8:21 p.m. EDT, April 4, 2012
With the second Baltimore Grand Prix less than five months away, organizers of the race have yet to sign key agreements, land sponsorship deals, launch a marketing campaign or start selling tickets.
Downforce Racing LLC has not fulfilled three of five benchmarks that its contract with the city required to be done three weeks ago. The contract, drawn up following the financial debacle of last year's race, was designed to prevent the new racing group from falling into the same problems as the previous organizers.
Yet, as the Labor Day weekend racing festival approaches,
the new race team finds itself further behind than its predecessors were last year. The previous group had sold tens of thousands of tickets and signed on many small sponsors by April.
And Downforce has not finalized contracts with Indycar or with the Maryland Stadium Authority.

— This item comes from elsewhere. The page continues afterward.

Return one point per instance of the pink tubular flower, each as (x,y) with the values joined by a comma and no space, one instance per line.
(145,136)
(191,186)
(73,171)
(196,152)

In an email apparently sent to The Baltimore Sun by mistake, an attorney for the stadium authority noted that the delayed contract could "present some PR problems" for the race group and advised the authority spokeswoman to "refrain discussing this with the Sun."
"At this point, I would give the Sun no information until we find out if [Downforce Racing] has the necessary signatures," Cynthia M. Hahn, an assistant state's attorney, said in an email to the stadium authority's spokeswoman.
Neither Hahn nor stadium authority officials responded to inquiries as to why the agency was concerned with protecting Downforce or concealing information from The Sun.